The SageMaker Pipelines wrapper:

# training_pipeline.py
from sagemaker.workflow.pipeline import Pipeline
from sagemaker.workflow.steps import ProcessingStep, TrainingStep
from sagemaker.workflow.parameters import ParameterString, ParameterInteger
from sagemaker.huggingface import HuggingFaceProcessor
from sagemaker.huggingface.estimator import HuggingFace


def build_absa_pipeline(role: str, region: str = "ap-northeast-1") -> Pipeline:
    label_version = ParameterInteger(name="MaxLabelVersion", default_value=0)
    aspect_version = ParameterInteger(name="AspectVersion", default_value=3)
    taxonomy_uri = ParameterString(
        name="TaxonomyURI",
        default_value="s3://manga-ml-taxonomy-apne1/absa/v3/aspect_taxonomy.yaml",
    )

    estimator = HuggingFace(
        entry_point="train.py",
        source_dir="src/",
        instance_type="ml.g5.12xlarge",
        instance_count=1,
        role=role,
        transformers_version="4.36",
        pytorch_version="2.1",
        py_version="py310",
        use_spot_instances=True,
        max_wait=28800,
        max_run=21600,                              # 6h hard cap
        checkpoint_s3_uri="s3://manga-ml-checkpoints-apne1/absa/",
        checkpoint_local_path="/opt/ml/checkpoints",
        distribution={"torch_distributed": {"enabled": True}},
        hyperparameters={
            "model_name": "microsoft/deberta-v3-base",
            "epochs": 4,
            "taxonomy_path": "/opt/ml/input/data/taxonomy/aspect_taxonomy.yaml",
            "train_uri": "/opt/ml/input/data/train/",
            "val_uri": "/opt/ml/input/data/val/",
            "sentiment_class_weights": "[1.0, 1.4, 1.2]",  # neutral up-weighted, neg too
        },
    )
    train = TrainingStep(name="ABSAMultiTaskTrain", estimator=estimator)
    # ... Stage 1-7 processing steps from the diagram
    return Pipeline(
        name="ABSAQuarterlyRetrain",
        parameters=[label_version, aspect_version, taxonomy_uri],
        steps=[train],  # plus the validation/eval/bias/registration steps
    )

4. Why Async Inference (and Not Real-Time or Plain Batch)

The choice of SageMaker async inference over real-time-endpoint or pure batch transform is deliberate:

Option Why ruled out / chosen
Real-time endpoint Per-review inference latency is uncritical — the user submits a review and reads the title page later.
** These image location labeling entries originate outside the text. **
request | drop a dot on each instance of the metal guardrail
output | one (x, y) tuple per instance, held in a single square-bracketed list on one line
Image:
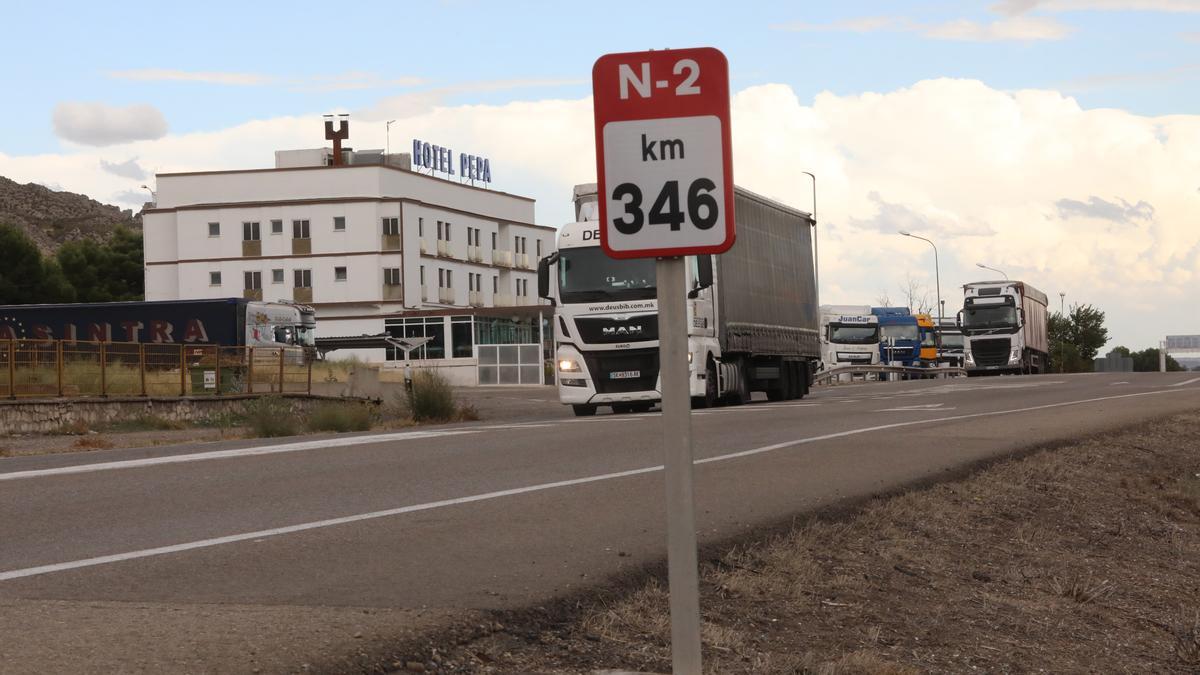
[(827, 376)]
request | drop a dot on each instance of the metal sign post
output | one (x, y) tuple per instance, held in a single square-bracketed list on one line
[(683, 577), (665, 178)]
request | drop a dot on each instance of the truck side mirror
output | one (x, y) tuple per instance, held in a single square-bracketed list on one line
[(703, 275), (544, 275)]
Real-time would require provisioning for ~80K/day with peak bursts at ~600/min during volume drops; async absorbs bursts via SQS-backed queue. Real-time would also waste money idling between bursts.
Pure batch transform A nightly-only pipeline means new reviews wait up to 24 hours before showing up in aspects.* field. This breaks the user expectation that review submission affects the title-page summary "soon."
Async inference (chosen) Per-review p95 ≤ 5s; queue absorbs review-bombing bursts up to ~5K/min without provisioning for peak; ScaleDownToZero behaviour cuts cost during JP off-peak (07:00–18:00 JST when review submission is light); response payload written to S3 and consumed by an OpenSearch-update Lambda that updates the document's aspects field.

Plus a nightly batch transform for the ~5M reviews that have edit-events (see §LLD-5). The two modes share the same model artifact but use different SageMaker resources and different scaling profiles.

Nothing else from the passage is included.